1. Les 400 philosophes étrangers invités (et dont la liste est tenue secrète pour éviter, sic, les pressions des boycotteurs) n’ont pas l’élémentaire dignité de se décommander ; ou si :

2. La directrice de l’Unesco (dont l’élection, j’en sais quelque chose, a suscité, il y a un an, quelque espérance) ne prend pas, très vite, la décision de repousser à l’après-Ahmadinejad une manifestation qui, pour l’heure, ne peut que cautionner un régime qui censure, exile, emprisonne, assassine la pensée libre. L’Unesco n’en est pas à une forfaiture près. Mais celle-ci serait de taille. Et, le ridicule s’ajoutant au déshonneur, il n’est pas sûr qu’elle s’en remette.

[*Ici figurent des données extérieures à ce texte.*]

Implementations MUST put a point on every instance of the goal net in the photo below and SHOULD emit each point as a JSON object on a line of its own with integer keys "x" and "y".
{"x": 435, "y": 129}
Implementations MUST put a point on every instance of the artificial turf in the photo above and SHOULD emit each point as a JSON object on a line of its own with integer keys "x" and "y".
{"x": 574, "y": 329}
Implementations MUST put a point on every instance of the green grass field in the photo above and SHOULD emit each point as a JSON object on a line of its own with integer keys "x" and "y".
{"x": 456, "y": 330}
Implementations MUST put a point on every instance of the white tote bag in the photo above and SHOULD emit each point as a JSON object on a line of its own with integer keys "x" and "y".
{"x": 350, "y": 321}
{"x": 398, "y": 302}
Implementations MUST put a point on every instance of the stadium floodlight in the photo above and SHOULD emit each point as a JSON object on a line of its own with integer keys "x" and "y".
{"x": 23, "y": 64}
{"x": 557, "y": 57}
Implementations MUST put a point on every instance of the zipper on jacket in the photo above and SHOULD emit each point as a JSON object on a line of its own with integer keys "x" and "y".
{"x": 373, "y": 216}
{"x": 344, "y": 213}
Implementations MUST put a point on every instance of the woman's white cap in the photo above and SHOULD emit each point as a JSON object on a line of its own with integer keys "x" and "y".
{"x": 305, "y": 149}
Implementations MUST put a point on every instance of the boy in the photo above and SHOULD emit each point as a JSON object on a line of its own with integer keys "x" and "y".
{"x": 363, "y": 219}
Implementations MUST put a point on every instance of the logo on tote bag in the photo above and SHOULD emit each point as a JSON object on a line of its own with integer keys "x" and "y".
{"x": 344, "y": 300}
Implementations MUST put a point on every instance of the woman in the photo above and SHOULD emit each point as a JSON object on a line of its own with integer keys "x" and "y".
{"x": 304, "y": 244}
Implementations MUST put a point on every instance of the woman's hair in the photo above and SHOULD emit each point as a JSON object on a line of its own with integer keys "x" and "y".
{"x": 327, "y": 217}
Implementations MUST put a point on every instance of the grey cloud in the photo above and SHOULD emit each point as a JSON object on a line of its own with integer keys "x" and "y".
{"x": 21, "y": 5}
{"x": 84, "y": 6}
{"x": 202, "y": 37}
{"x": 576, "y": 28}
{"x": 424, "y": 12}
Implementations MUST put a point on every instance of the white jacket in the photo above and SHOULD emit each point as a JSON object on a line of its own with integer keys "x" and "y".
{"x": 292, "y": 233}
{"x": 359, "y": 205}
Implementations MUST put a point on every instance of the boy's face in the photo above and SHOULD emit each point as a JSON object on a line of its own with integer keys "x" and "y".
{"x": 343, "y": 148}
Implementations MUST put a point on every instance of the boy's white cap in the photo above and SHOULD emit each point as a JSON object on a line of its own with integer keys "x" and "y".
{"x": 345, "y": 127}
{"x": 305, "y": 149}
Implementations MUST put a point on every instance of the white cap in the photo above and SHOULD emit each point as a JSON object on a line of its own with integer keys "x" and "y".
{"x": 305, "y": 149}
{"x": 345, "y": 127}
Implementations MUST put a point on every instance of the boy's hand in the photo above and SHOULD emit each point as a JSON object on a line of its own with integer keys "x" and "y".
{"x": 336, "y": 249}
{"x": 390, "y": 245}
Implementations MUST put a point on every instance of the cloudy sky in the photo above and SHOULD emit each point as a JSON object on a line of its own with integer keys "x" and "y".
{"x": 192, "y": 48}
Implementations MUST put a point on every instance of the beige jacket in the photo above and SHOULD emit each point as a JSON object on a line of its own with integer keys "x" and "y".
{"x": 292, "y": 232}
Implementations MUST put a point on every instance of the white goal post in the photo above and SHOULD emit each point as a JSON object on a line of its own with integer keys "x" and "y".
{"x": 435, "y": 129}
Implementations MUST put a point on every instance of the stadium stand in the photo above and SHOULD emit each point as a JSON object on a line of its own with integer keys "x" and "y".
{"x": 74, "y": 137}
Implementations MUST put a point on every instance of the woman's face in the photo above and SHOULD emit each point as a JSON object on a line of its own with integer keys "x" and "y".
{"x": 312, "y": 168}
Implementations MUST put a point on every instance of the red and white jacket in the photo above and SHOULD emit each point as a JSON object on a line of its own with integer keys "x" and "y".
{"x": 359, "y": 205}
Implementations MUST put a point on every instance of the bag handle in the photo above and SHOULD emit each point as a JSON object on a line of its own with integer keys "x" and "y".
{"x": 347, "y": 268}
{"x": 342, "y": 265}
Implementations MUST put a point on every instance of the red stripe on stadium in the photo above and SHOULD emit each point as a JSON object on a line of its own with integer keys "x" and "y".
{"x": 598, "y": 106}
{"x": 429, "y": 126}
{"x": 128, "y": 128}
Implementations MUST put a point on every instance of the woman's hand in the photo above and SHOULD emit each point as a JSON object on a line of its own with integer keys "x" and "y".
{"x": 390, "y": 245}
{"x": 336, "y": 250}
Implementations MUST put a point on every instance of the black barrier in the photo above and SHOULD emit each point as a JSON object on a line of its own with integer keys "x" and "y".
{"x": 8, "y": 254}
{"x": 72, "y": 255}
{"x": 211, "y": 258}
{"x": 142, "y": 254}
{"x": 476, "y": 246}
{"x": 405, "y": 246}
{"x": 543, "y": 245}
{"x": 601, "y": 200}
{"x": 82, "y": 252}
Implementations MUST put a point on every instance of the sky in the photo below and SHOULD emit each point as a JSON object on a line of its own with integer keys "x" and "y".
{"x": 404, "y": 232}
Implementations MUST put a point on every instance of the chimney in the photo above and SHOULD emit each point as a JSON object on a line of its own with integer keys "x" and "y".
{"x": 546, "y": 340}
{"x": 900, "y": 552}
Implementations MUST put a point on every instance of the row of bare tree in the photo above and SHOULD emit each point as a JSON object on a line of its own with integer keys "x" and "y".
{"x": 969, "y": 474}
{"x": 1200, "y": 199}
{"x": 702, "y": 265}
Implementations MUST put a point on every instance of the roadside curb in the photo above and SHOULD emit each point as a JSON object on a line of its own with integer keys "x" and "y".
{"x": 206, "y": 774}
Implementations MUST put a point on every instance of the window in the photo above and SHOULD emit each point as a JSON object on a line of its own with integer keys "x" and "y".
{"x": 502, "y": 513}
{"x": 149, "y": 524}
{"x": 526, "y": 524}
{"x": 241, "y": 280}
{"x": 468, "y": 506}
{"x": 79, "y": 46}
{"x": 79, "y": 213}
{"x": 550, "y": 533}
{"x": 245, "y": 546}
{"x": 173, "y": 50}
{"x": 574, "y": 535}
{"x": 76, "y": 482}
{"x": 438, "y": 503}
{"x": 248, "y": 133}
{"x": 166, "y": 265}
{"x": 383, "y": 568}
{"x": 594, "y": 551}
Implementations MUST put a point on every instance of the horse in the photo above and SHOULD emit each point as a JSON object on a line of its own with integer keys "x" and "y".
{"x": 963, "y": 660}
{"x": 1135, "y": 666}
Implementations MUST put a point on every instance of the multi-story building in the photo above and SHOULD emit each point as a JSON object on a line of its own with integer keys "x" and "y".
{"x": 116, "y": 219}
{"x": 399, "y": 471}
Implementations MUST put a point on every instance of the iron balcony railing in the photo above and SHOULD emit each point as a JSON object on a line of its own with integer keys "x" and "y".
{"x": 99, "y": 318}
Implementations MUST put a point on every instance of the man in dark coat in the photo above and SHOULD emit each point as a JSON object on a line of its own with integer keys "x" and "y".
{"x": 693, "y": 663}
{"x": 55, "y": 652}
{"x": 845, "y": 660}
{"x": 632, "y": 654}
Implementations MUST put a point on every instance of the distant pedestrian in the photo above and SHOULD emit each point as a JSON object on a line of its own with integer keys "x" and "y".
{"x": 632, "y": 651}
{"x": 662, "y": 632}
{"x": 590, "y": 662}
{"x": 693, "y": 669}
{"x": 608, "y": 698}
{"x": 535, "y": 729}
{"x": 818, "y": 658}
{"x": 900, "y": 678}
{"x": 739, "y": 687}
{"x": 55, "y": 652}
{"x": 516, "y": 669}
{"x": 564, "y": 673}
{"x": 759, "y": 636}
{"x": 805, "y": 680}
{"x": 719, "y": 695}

La seconde affaire concerne la création d’ONU-Femmes, cette nouvelle agence des Nations unies chargée de promouvoir la cause des femmes dans le monde et où la région Asie a envoyé siéger, au directoire de 41 membres chargé de piloter la chose, une représentante… du gouvernement iranien. La vérité oblige à dire qu’il y a un autre pays que proposait le groupe Asie et dont le choix n’était guère plus heureux : le Pakistan. Pis : il semble que, dans le contingent de délégués réservé aux pays dits « donateurs », il y en ait un troisième dont la présence, dans ce conclave, est à peine moins incongrue – l’Arabie Saoudite. Mais enfin l’Iran… Le pays de Neda et de Sakineh chargé de faire avancer les droits des femmes… L’un des derniers endroits du monde où l’on condamne les épouses adultères à la lapidation censé promouvoir l’égalité entre les sexes et la lutte contre les discriminations… On voudrait croire à une blague. Ou, même, à une provocation. Mais non. C’est la réalité. C’est l’état, aux Nations unies, de ce rapport de forces que l’on a déjà vu opérer dans la composition de la commission des Droits de l’homme ainsi qu’à Durban I et II. Et c’est, en la circonstance, une gifle à toutes les femmes de la planète ; un crachat sur le visage des plus humiliées et martyrisées d’entre elles ; c’est une insulte au bon sens et un affront à la simple décence ; et c’est la garantie, de surcroît, que cette nouvelle agence est d’ores et déjà paralysée et, donc, mort-née. Appel à l’ex-présidente du Chili, Michelle Bachelet, qui, après moult tergiversations, a accepté la direction de ce machin : qu’elle use de son prestige pour récuser cette nomination insensée. Appel à Ban Ki-moon, que l’on n’a bizarrement pas entendu tout au long de l’affaire Sakineh : qu’il mette dans la balance ce qui lui reste d’autorité pour bloquer une décision dont l’inconséquence ferait sourire si elle n’était potentiellement tragique. Un commissaire iranien dans une agence chargée des droits des femmes, c’est comme un polpotien chargé des droits de l’homme ou un néonazi luttant contre l’antisémitisme : les Nations unies ne pourront pas éternellement jouer avec le pire ; le moment approche où, de petits arrangements en grandes reculades, de concessions culturalistes en coups de force totalitaires, c’est l’institution même qui sera bonne à mettre à la casse.